The simple answer to the “why?” question is that age-old enemy: sin. Genesis tells us that God created our world and it was "very good". Humanity lived in perfect relationship with God, the world and one another. But everything changed with the fall in Genesis 3. Sin entered the world and, like a stone flung into glass, it shattered God’s good creation. From that time, we have lived in a world "subjected to frustration" (Romans 8) where pain, death, tears and anguish are just as common as smiles, joy and laughter. Suffering is a consequence of living in a broken and hurting world.
The problem with this answer, however, is that it often sounds cold and uncaring. The sufferer doesn’t need to be told the world is broken, they know it from personal experience. When the tidal wave of suffering comes, what they need is something strong to stand on. I offer two pillars to stand on that have helped my wife and I keep our heads above water (just) when we have been through suffering:
God's main concern is not our happiness, but our long-term good.
Romans 8:28 says:
We know that in all things God works for the good of those who love him, who have been called according to his purpose.
I don’t know why your parents got divorced, or why your brother is sick, or why you lost your sister, or why you feel so depressed.

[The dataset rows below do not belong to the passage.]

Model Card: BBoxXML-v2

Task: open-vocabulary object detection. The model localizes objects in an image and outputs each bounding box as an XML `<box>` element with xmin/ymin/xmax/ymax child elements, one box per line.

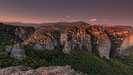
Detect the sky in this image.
<box><xmin>0</xmin><ymin>0</ymin><xmax>133</xmax><ymax>25</ymax></box>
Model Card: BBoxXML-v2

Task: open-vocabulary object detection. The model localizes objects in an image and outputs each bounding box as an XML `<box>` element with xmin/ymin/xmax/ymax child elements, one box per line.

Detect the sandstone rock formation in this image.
<box><xmin>5</xmin><ymin>44</ymin><xmax>26</xmax><ymax>60</ymax></box>
<box><xmin>105</xmin><ymin>27</ymin><xmax>133</xmax><ymax>57</ymax></box>
<box><xmin>0</xmin><ymin>23</ymin><xmax>35</xmax><ymax>43</ymax></box>
<box><xmin>15</xmin><ymin>26</ymin><xmax>35</xmax><ymax>41</ymax></box>
<box><xmin>0</xmin><ymin>66</ymin><xmax>84</xmax><ymax>75</ymax></box>
<box><xmin>22</xmin><ymin>30</ymin><xmax>61</xmax><ymax>50</ymax></box>
<box><xmin>63</xmin><ymin>25</ymin><xmax>111</xmax><ymax>58</ymax></box>
<box><xmin>86</xmin><ymin>26</ymin><xmax>111</xmax><ymax>59</ymax></box>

But what I do know for Christians is that God uses evil for good, and he is lovingly refining our souls in the fires of despair. Your suffering is God’s blessing, although you might not be able to see that now. Like a master craftsman, he uses our suffering to mould us to be more like Jesus. Sadly, it may only be from heaven that we will we be able to look back and say, “That’s why that happened … thank you Jesus”.
Suffering is temporary
In Revelation 21:1-5, John gets a vision of the new creation and hears a voice declare:
Now the dwelling of God is with men, and he will live with them. They will be his people, and God himself will be with them and be their God. He will wipe every tear from their eyes. There will be no more death or mourning or crying or pain, for the old order of things has passed away.
As much as we hate it, school holidays are made all the better for having to endure the weeks of anticipation before they arrive. Perhaps through your suffering, God is preparing you to enjoy his gift of eternal life.
Stand on these two pillars when the wave of suffering hits you. Without them you might drown. As a final encouragement, let me urge you to fix your eyes on the cross of Jesus, the ultimate example of where God used evil for good. Jesus “endured the cross, scorning its shame, and sat down at the right hand of the throne of God” (Hebrews 12:2).